Une ETF charter doit assumer elle-même les coûts résultant d’un dérangement technique de l’infrastructure ferroviaire

Berne, 27.02.2020 - Dans une décision rendue récemment, la Commission d’arbitrage dans le domaine des chemins de fer est arrivée à la conclusion que la réglementation concernant la prise en charge des coûts conformément à la convention d’accès au réseau passée entre une entreprise de transport ferroviaire et le gestionnaire d’infrastructure ne constitue aucune discrimination. La commission a rejeté la plainte d’une entreprise charter qui exigeait que les coûts résultant d’un incident technique de l’infrastructure ferroviaire soient assumés par le gestionnaire d’infrastructure. La décision a force exécutoire.

Une interruption de l’exploitation ferroviaire due à un dérangement technique génère des coûts auprès de l’entreprise de transport ferroviaire (ETF). Le gestionnaire d’infrastructure (GI) ne prévoit aucune prise en charge de ces coûts dans la convention d’accès au réseau passée avec les entreprises de chemin de fer. Il faudrait pour cela une convention supplémentaire entre le GI et l’ETF. Seules les ETF concessionnaires peuvent se retourner contre les GI pour indemniser les voyageurs. Les entreprises charter, qui ne sont pas concessionnaires, ne disposent pas de ce droit de recours.

Plainte d’une ETF charter rejetée

La Commission d’arbitrage dans le domaine des chemins de fer (CACF) s’est intéressée à cette réglementation de la convention d’accès au réseau dans une décision rendue récemment et consacrée à la compatibilité avec la non-discrimination. Avec sa décision du 6 décembre 2019, la CACF a rejeté la plainte d’une ETF qui propose des voyages charter avec des véhicules historiques. En raison d’une panne générale du système de contrôle des trains ETCS Level 2, le train charter a été bloqué durant plusieurs heures, ne pouvant pas poursuivre son voyage. Le transbordement des voyageurs à l’aide de bus et le rapatriement du matériel roulant ont engendré des frais considérables. L’entreprise charter a exigé du GI la prise en charge de ces coûts inhérents au dérangement technique.

Réglementation concernant la prise en charge des coûts pour les ETF concessionnaires et non-concessionnaires

La CACF a examiné la question de l’obligation d’indemniser dans le contexte de l’égalité de traitement des ETF concessionnaires et non- concessionnaires. Elle est arrivée à la conclusion que la réglementation contractuelle de la responsabilité est compatible avec la non-discrimination et qu’elle est donc légitime.

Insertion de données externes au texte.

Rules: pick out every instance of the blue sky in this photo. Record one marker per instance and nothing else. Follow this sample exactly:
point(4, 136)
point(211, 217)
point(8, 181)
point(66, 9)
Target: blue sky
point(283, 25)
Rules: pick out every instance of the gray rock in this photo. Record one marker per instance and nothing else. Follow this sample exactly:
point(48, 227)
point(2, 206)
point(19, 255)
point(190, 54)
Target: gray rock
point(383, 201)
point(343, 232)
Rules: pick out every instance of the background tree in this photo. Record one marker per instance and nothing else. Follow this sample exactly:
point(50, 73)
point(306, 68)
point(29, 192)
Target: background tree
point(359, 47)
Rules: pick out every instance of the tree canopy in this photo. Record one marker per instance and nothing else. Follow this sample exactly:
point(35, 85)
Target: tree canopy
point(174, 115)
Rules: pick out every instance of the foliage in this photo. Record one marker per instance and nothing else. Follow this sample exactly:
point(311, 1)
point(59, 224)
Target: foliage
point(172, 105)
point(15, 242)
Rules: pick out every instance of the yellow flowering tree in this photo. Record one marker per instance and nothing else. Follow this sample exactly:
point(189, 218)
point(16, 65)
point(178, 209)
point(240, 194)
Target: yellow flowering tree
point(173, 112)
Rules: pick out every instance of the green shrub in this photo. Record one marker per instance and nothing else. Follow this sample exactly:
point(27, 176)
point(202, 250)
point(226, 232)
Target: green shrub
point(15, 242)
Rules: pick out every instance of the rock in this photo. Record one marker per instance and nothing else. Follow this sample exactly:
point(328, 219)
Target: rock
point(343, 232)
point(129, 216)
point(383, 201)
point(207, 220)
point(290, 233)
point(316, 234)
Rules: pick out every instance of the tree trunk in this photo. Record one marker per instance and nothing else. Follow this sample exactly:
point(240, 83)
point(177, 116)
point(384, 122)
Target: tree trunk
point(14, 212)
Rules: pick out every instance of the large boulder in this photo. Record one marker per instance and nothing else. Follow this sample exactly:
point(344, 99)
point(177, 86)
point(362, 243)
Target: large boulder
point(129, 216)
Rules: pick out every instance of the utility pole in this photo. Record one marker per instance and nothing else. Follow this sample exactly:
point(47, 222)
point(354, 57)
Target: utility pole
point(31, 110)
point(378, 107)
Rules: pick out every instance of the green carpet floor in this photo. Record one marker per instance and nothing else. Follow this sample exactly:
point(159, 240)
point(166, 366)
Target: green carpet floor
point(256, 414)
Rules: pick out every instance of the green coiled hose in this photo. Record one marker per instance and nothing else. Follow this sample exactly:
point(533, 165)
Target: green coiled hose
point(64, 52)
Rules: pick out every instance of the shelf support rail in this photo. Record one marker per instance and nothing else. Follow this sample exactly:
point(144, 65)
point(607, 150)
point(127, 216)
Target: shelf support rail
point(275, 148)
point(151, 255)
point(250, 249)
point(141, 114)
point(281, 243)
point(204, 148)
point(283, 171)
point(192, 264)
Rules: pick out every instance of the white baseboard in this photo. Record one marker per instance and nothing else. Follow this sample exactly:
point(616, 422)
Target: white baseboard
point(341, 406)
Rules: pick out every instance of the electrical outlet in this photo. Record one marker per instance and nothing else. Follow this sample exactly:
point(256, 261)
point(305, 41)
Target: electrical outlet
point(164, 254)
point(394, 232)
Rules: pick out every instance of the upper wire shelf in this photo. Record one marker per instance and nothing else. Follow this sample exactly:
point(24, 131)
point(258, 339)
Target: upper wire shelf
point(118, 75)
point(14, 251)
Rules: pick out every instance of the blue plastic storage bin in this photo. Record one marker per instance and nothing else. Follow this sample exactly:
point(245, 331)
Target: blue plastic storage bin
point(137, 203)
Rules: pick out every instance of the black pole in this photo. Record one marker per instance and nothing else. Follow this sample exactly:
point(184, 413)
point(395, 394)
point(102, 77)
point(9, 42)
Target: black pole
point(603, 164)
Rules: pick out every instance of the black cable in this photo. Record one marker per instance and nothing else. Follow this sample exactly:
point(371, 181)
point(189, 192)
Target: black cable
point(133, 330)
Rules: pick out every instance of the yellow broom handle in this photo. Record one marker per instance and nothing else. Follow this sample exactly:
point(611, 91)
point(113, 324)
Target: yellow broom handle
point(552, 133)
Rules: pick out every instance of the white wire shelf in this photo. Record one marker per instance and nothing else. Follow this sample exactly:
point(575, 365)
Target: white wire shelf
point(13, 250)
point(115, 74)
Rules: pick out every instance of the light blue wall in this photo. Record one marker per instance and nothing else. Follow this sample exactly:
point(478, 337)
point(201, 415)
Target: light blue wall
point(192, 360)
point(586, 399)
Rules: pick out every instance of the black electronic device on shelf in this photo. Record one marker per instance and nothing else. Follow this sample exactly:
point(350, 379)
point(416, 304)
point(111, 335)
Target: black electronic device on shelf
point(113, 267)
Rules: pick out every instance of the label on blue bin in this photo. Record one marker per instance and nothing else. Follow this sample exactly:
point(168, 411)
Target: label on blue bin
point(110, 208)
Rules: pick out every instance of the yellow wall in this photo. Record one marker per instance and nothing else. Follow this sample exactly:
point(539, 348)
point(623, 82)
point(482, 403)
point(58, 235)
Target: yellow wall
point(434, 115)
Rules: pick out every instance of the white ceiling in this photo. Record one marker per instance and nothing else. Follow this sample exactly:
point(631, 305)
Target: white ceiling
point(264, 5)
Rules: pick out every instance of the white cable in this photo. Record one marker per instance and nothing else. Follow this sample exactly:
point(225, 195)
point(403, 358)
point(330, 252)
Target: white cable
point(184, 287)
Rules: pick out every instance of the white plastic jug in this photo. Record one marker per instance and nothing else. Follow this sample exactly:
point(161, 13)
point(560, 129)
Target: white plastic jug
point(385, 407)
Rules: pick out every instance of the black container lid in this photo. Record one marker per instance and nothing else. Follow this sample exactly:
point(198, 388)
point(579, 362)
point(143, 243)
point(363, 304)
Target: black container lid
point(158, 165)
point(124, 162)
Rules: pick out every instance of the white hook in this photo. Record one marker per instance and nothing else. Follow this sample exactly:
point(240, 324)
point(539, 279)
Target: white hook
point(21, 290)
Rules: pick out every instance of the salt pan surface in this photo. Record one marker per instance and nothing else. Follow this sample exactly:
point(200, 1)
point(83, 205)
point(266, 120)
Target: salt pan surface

  • La loi prévoit que les ETF concessionnaires doivent indemniser le voyageur en cas de rupture de correspondance. Le GI doit rembourser cette indemnité à l’ETF en cas d’incidents techniques et conformément à la convention d’accès au réseau. L’entreprise charter plaignante n’assume pas de transport régulier ni professionnel de voyageurs et ne dispose donc d’aucune concession. Partant, elle n’est pas non plus légalement tenue d’indemniser les voyageurs en cas de rupture de correspondance. Elle n’est pas en droit de solliciter le remboursement de la part du GI.
  • Pour les dommages supplémentaires que l’ETF subit, comme par exemple le rapatriement du matériel roulant, la convention d’accès au réseau ne prévoit aucune réglementation de la prise en charge des coûts par le GI. Cependant, les ETF, qu’elles soient concessionnaires ou non, pourraient régler la question de la prise en charge des coûts dans une convention supplémentaire passée avec le GI, ce qui n’est pas le cas en l’occurrence.

La réglementation établie par la convention d’accès au réseau et concernant la prise en charge des coûts en cas d’incidents techniques ne doit pas être considérée comme discriminatoire et est donc conforme au droit. La plainte a été rejetée. La CACF a rendu sa décision le 6 décembre 2019 et celle-ci est entrée en force.

La CACF

La Commission d’arbitrage dans le domaine des chemins de fer (CACF) est une commission extraparlementaire au sens de l’art. 8a, al. 3, de l’ordonnance sur l’organisation du gouvernement et de l’administration. Elle a son siège à Berne. Elle statue sur les actions des entreprises de transport ferroviaire et ouvre des enquêtes d’office lorsqu’elle soupçonne que l’accès au réseau est entravé ou qu’il est octroyé de manière discriminatoire.